Saturday, May 24, 2025

Ministry's "With Sympathy" and "Twitch" The Squirrely Years US Tour with Die Krupps & My Life with the Thrill Kill Kult: Apr 29 - Jun 5


Following in the wake of punk and early new wave, industrial music culture bore many correspondences to its post-punk and gothic rock siblings, yet defined itself apart for the literal mechanics of its production and aesthetics. Globally a number of epicenters for the sound's earliest expression could be found in Berlin, New York, London, and the major coastal cities of California. The American midwest saw its own variation on the form later harnessed by label's like Chicago's Wax Trax! Records. Their legacy, beyond just releasing a body of music that bred or came to influence more commercially successful acts of the 1990s, like Nine Inch Nails and Prodigy, Wax Trax! were defined by a then-radical business model. The revival of the label, by the daughter of its co-founder Julia Nash and her partner Mark Skillicorn, came in the heels of their 2017 documentary, "Industrial Accident: The Story of Wax Trax! Records". Acting as more than just a retail record store, and label with an atypical contract process, its founders created a cultural locus of related aesthetics, sounds, values and lifestyles. This setting, scene, and label, gave birth to the mid-to-late 1980s electro-industrial sound of Meat Beat Manifesto, KMFDM, Front 242, and Controlled Bleeding. Further north, there was an affinity to be had with the concurrent Canadian scene largely released by Nettwerk Records. Which issued albums from the influential Vancouver trio, Skinny Puppy, Australia's SPK, Severed Heads, and Toronto's Front Line Assembly. At the inception of these two conjoined scenes, and the locus of Wax Trax! Records, was the duo of Al Jourgensen and Stephen (Stevo) George, known as Ministry. With the release of a set of successful singles on the Chicago imprint, Ministry drew the attention of Arista Records, who offered them a then-substantial contract, under which they released their electro-pop focused "With Sympathy". Produced by Psychedelic Furs drummer, Vince Ely, and Ian Taylor at Syncro Sound studios in Boston, the album had a decidedly more club and dance-focused sound than their preceding Wax Trax! material.

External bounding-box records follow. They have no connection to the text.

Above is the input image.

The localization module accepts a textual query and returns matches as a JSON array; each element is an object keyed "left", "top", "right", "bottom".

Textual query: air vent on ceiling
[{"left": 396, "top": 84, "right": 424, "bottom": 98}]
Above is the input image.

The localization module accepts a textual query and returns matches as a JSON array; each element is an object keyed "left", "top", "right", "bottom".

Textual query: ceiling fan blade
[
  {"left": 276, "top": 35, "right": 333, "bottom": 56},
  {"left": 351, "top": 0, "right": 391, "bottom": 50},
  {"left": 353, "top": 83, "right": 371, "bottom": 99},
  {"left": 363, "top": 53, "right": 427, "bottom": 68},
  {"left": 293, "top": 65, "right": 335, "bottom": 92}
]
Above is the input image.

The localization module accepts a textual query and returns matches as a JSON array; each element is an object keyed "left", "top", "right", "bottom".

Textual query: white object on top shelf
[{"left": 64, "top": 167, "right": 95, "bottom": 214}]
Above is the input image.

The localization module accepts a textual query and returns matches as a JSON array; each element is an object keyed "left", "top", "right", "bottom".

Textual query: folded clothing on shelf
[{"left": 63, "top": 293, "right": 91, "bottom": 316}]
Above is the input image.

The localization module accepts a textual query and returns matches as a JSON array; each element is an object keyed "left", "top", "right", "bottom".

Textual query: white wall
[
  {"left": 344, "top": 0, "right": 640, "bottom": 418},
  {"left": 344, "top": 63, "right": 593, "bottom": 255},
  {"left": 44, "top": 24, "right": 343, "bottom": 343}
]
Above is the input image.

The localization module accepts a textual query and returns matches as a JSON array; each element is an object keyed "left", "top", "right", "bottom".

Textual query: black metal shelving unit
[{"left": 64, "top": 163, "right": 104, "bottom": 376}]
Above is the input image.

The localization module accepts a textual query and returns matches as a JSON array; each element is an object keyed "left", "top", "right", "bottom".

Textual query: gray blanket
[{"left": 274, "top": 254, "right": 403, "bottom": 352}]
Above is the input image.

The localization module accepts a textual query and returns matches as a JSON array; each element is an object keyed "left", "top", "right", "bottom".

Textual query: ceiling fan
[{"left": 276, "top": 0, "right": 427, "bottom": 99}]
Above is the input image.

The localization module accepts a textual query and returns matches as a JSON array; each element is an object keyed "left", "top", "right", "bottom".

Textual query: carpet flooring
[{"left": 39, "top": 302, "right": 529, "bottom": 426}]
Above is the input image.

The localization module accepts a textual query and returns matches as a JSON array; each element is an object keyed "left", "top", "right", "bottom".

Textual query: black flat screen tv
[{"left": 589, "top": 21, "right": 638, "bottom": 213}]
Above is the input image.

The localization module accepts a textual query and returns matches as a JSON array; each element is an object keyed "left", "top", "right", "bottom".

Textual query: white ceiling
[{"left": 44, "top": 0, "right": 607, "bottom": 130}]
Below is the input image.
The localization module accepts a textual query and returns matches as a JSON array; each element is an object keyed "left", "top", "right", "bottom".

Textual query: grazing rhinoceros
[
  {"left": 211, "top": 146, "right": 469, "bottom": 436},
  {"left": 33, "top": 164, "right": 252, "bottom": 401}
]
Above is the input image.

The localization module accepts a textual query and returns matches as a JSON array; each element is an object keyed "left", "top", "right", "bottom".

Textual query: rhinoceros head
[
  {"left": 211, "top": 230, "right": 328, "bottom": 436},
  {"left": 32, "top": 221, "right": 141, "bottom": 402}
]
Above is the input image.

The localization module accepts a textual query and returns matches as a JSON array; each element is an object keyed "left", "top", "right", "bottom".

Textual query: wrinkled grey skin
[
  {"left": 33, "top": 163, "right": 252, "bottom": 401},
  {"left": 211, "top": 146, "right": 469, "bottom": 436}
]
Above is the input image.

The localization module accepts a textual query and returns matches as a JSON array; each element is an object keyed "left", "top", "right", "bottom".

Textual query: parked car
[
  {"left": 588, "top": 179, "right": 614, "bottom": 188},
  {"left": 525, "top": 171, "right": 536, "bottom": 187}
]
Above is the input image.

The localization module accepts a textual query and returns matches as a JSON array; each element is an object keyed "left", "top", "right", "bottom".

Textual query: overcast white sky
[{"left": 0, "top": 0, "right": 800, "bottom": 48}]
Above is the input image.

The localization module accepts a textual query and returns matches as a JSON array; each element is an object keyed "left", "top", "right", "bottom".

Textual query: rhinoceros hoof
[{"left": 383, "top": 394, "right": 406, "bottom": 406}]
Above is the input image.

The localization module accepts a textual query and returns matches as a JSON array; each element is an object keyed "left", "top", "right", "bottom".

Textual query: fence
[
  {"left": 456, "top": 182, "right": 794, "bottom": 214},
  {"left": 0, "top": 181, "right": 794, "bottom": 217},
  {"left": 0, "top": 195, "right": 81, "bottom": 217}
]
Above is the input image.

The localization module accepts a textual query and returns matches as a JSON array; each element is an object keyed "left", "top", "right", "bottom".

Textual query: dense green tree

Touring on this album, Jourgensen encountered Sire Records co-owner Seymour Stein, who then offered resources and autonomy to the band similar to the support they once had on Wax Trax!. Signing to Sire, with distribution through the behemoth of Warner Brothers, Ministry found both massive exposure, and a greater degree of creative independence than with Arista. "Twitch" the first album of their industrial sound, was recorded in London and at the legendary Hansa Studio Berlin, with dub and post-punk On-U Sound Records maven Adrian Sherwood, who shared co-production duties with Jourgensen. Landing on the Billboard 200, the album generated a notable response in indie press and on college radio, as detailed by the Chicago Times in "Adventures with Ministry in the Land of Majors". A tour of the United States and Canada was to follow with the most significant of Ministry's lasting creative lineups featuring Roland Barker on keyboards, Paul Barker on bass, and Bill Rieflin on percussion. While greater success and a codification of their sound arrived with 1988's "Land of Rape and Honey", these two earlier albums marked the suggestion and germination of the overall electro-industrial sound to come. Long-disavowed by Jourgensen, "With Sympathy", and "Twitch", are to be revisited in a series of live performances this year. To which the bandleader exclaimed, "'F*ck It. Instead of Being Owned, Let's Own It.'" following what was then to be a one-off performance at Cruel World. This tour is a preliminary gesture towards the conclusion of Ministry, which is to come full-circle after "Ministry’s Al Jourgensen Announces the End of His Iconic, Industrial Band", and delivering their final album as a collaboration between Jourgensen and Barker. But before said conclusion, they will be presenting their earliest albums live at Showbox Sodo with Die Krupps, and Wax Trax! labelmates My Life with the Thrill Kill Kult supporting, on the week of Seattle's convergence of goth and industrial culture with Mechanismus Festival in full swing during the anniversary of Mercury at Machinewerks.